When the @funTweeters account RTs my tweet.
When I wear cargo shorts and I need to find my phone I suddenly transform into a baseball coach giving play signals.
Wife: Did you hear the water park went out of business?
Me: Oh no!
Wife: What?
Me: Bankruptsea!
My neighbors got so weird when I asked how many bodies they thought were buried in their yard. I meant roughly, not like an exact number.
ME: There are 18 sheep.
RANCHER: Round ‘em up!
ME: There are 20 sheep.
I hope my enemies are walking around in wet socks.
You might remember me from such productions as Skirt Tucked Into Pantyhose, or, Oh! You Weren’t Waving at Me.
Damn boy, are you leftover pizza in the fridge? Because I’ve been thinking about you all night…

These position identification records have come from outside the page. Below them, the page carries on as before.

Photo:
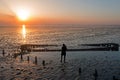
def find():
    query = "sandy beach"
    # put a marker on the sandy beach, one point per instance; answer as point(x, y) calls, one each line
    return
point(106, 63)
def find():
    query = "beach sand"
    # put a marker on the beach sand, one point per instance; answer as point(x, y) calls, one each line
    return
point(106, 63)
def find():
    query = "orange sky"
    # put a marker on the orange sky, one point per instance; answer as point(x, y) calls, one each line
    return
point(60, 12)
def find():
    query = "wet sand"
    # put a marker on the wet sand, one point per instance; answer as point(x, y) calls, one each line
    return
point(106, 63)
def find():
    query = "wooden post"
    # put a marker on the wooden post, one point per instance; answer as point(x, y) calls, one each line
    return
point(36, 60)
point(21, 56)
point(79, 71)
point(96, 74)
point(3, 52)
point(28, 59)
point(43, 62)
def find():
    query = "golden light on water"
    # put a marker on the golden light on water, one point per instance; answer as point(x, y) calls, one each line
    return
point(24, 31)
point(23, 14)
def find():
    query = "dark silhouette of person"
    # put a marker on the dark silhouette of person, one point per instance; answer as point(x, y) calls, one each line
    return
point(63, 52)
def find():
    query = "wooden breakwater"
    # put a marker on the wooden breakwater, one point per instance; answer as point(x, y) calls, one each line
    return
point(97, 47)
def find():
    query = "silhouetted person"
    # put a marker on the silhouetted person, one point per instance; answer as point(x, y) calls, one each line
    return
point(3, 52)
point(63, 52)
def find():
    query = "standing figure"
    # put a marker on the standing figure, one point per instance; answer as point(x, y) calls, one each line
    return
point(63, 52)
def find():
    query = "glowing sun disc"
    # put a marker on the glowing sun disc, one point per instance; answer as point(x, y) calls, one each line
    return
point(23, 14)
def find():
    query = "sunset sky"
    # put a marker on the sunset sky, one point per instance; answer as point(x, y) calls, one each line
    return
point(60, 11)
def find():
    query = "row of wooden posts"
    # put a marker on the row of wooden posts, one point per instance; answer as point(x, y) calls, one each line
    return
point(35, 60)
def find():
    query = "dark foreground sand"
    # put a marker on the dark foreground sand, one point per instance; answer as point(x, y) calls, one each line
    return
point(106, 63)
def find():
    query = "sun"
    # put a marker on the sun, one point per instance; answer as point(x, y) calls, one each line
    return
point(23, 14)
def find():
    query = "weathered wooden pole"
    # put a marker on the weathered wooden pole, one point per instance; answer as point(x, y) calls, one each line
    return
point(28, 59)
point(36, 60)
point(43, 62)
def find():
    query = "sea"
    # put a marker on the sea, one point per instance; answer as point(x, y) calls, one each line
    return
point(105, 62)
point(71, 35)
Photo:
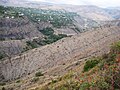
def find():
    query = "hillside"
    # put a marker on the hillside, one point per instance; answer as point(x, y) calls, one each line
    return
point(55, 60)
point(46, 46)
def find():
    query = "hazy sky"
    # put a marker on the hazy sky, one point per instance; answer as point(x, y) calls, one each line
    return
point(102, 3)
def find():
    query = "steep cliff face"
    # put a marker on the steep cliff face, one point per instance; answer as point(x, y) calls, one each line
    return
point(91, 43)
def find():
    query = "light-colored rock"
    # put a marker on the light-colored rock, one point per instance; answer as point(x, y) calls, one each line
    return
point(90, 43)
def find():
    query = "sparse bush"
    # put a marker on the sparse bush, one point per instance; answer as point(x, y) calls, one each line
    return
point(18, 81)
point(90, 64)
point(35, 79)
point(2, 55)
point(115, 48)
point(31, 44)
point(38, 74)
point(2, 83)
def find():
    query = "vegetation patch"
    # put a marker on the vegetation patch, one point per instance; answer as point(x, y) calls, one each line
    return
point(90, 64)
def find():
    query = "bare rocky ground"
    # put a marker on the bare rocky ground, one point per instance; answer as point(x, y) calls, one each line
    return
point(58, 58)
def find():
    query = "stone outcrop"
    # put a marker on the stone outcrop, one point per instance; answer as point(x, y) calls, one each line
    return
point(90, 43)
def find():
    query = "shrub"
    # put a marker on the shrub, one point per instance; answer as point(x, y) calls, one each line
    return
point(18, 81)
point(102, 85)
point(115, 48)
point(90, 64)
point(2, 83)
point(2, 55)
point(38, 74)
point(31, 44)
point(47, 31)
point(35, 79)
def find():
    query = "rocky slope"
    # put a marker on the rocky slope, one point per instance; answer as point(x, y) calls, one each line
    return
point(91, 43)
point(20, 28)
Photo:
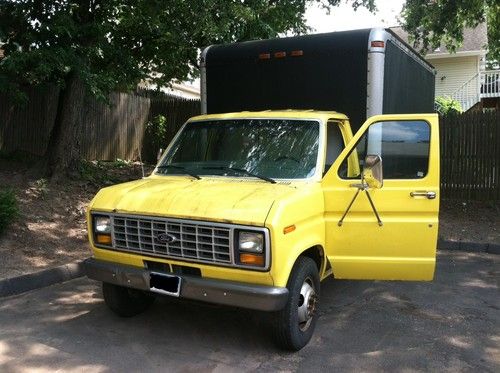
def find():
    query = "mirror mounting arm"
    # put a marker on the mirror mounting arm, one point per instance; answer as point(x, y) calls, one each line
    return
point(361, 187)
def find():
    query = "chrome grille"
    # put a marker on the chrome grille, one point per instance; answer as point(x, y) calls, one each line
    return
point(194, 241)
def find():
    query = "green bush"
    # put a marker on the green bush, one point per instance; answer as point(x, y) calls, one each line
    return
point(447, 105)
point(8, 208)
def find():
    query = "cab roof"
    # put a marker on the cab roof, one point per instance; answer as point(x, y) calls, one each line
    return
point(296, 114)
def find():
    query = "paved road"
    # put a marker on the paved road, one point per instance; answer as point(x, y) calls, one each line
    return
point(451, 324)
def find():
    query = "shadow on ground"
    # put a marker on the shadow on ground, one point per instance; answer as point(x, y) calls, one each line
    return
point(451, 324)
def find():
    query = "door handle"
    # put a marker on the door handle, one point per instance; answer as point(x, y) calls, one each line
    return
point(429, 195)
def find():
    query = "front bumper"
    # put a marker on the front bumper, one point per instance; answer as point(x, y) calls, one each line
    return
point(257, 297)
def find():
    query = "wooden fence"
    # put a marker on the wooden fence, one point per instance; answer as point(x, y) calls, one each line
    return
point(111, 130)
point(470, 143)
point(470, 156)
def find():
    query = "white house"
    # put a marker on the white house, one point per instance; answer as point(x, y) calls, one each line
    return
point(462, 75)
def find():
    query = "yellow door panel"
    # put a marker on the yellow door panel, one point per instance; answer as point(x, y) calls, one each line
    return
point(403, 247)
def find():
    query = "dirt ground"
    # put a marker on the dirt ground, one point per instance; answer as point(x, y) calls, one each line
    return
point(51, 229)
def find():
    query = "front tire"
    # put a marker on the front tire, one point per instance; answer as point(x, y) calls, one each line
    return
point(126, 302)
point(295, 323)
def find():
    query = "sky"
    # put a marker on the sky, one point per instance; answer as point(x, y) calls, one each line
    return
point(344, 17)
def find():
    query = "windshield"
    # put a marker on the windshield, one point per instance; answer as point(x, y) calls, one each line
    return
point(272, 148)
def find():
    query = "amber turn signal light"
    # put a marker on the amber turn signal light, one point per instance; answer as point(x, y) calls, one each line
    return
point(252, 259)
point(104, 239)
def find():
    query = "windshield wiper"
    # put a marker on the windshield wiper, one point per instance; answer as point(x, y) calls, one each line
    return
point(241, 170)
point(164, 166)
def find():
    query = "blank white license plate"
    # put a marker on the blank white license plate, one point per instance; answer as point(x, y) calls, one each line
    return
point(165, 284)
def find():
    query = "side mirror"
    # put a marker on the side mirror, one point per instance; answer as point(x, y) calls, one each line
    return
point(372, 172)
point(158, 156)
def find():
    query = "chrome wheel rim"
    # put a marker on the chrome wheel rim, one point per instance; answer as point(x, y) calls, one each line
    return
point(307, 304)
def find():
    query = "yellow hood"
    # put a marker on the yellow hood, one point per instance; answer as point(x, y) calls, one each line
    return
point(217, 199)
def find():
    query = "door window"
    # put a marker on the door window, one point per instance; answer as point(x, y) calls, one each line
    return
point(402, 145)
point(334, 143)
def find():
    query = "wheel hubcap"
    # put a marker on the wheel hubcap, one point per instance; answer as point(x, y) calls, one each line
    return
point(307, 304)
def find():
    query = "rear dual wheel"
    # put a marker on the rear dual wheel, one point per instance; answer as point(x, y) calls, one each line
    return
point(295, 323)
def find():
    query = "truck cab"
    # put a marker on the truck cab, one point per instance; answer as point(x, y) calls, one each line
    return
point(255, 209)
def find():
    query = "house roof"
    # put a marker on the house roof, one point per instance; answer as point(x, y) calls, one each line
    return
point(475, 41)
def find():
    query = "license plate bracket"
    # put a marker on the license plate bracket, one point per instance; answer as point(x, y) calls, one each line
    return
point(165, 284)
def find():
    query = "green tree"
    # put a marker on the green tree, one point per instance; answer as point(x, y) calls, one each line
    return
point(442, 21)
point(114, 44)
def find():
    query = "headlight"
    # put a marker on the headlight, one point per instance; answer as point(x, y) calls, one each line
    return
point(251, 242)
point(251, 248)
point(102, 230)
point(102, 224)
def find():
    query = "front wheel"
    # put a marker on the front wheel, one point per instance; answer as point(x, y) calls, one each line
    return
point(295, 323)
point(126, 302)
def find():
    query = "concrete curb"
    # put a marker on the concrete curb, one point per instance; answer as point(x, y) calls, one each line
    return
point(490, 248)
point(20, 284)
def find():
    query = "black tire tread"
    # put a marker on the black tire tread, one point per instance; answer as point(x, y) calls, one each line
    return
point(282, 333)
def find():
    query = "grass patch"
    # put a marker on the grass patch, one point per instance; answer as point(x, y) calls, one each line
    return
point(9, 210)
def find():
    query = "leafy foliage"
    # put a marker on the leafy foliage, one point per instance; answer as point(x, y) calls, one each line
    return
point(447, 105)
point(442, 21)
point(9, 210)
point(155, 138)
point(114, 44)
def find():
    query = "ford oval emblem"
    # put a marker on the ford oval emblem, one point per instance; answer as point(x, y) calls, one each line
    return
point(166, 238)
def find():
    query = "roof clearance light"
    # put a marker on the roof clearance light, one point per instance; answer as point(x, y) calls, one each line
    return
point(377, 44)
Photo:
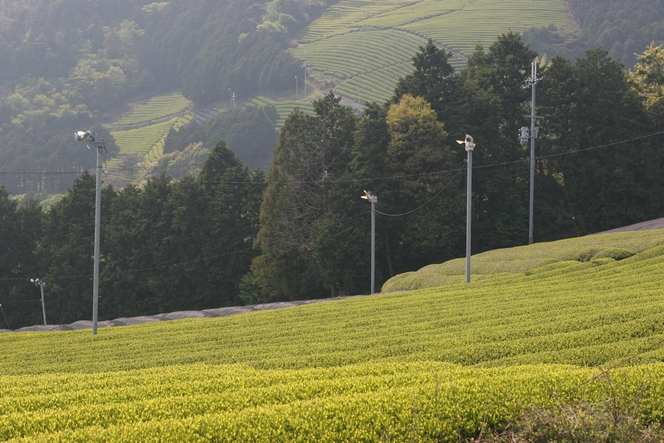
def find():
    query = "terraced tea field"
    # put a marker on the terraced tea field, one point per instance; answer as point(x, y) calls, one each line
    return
point(284, 108)
point(143, 130)
point(365, 46)
point(579, 320)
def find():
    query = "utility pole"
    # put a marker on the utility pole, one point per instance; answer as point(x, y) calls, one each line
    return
point(531, 134)
point(470, 145)
point(373, 199)
point(304, 65)
point(41, 284)
point(89, 139)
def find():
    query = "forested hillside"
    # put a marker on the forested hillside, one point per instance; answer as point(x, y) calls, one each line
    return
point(67, 65)
point(229, 236)
point(622, 27)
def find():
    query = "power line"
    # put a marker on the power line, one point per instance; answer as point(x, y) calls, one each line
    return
point(429, 201)
point(393, 177)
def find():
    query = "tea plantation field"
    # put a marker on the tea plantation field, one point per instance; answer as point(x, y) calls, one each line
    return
point(578, 320)
point(363, 47)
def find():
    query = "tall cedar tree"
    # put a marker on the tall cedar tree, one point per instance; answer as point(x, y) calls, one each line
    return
point(312, 153)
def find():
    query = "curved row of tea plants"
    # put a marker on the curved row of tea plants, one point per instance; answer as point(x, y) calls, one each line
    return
point(579, 320)
point(368, 45)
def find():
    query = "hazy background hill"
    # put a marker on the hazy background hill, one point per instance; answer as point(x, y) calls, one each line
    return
point(68, 64)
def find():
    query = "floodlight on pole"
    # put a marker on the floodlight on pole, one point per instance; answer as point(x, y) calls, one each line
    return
point(531, 134)
point(372, 199)
point(469, 143)
point(41, 284)
point(89, 139)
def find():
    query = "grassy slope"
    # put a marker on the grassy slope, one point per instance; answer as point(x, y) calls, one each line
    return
point(365, 46)
point(430, 364)
point(142, 130)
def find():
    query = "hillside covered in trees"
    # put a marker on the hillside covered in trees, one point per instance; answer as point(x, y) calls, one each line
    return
point(622, 27)
point(229, 236)
point(68, 65)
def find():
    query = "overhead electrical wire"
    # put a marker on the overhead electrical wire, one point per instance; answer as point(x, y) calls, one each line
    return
point(457, 171)
point(392, 177)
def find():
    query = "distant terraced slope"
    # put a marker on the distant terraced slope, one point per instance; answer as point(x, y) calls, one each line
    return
point(364, 46)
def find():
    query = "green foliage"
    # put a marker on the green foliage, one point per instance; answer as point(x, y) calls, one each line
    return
point(552, 258)
point(312, 153)
point(153, 110)
point(180, 164)
point(248, 131)
point(569, 354)
point(648, 79)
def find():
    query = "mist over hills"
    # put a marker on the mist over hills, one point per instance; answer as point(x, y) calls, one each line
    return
point(70, 64)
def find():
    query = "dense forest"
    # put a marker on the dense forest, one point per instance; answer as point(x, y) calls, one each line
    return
point(71, 64)
point(622, 27)
point(229, 236)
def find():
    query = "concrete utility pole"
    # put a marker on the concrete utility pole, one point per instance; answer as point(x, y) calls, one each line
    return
point(531, 134)
point(89, 139)
point(470, 145)
point(41, 284)
point(373, 199)
point(304, 65)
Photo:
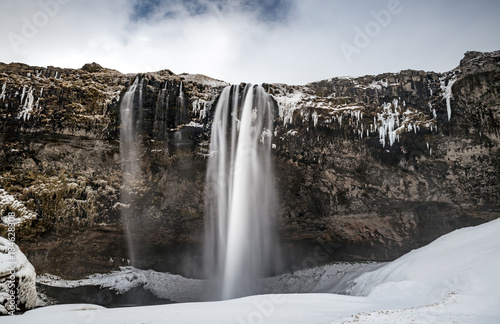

I think I’m gonna make a bracelet that supports getting rid of bracelets that support stuff.
Cartoons made it seem like I’d be regularly hit in the head with fallen anvils, but it’s only happened to me three times.
My dog took his raw food upstairs and ate it in my bed. How’s your night going?
Why doesn’t Popeye’s serve spinach?
LADY AT COSTUME PARTY: ooh, I love Garfield!
ME (in a lovingly hand-tailored Hobbes costume): *starts weeping* haha yeah i hate mondays
Dating tip:
Girls love mysterious guys. For example, tell her “Im a lawyer.Or AM I?” then hum the Twilight Zone theme and turn into an eagle
We do these things not because they are easy. We do these things because we thought that they might be easy.
ate a tomato sandwich on the porch and watched some kids kick a can, if anyone wants anything from 1935
My dog just winked at me, and now I’m wondering just exactly what the two of us are keeping from the rest of the family.
“astrology isn’t real” bro we’re on a spinning rock and we have to pay for water. nothing is “real”.
M: Wanna try tantrum sex?
W: You mean “tantric”?
M: *stomps feet* Fine! We’ll do it your way!
Sometimes I see people posting astrology memes and go: “Is that what you think you’re like???”
ME: I wonder why you have to disclose if someone died in a house you’re selling, but not a car
COUPLE NO LONGER BUYING MY CAR: we can walk from here, I think
Now I have 2 accounts a friend suggested I retweet myself when I’m bored.
Sounds like my sex life at the moment
luke: *tips hat* waterwalker
jesus: *tips hat* skywalker
WOW! SNOWING EVERYWHE…. it stopped.
OMG IT’S STARTING AGAIN AND… nvrmind.
HERE IT IS AGAIN, WEEE…its gone.– Snow globe, the story.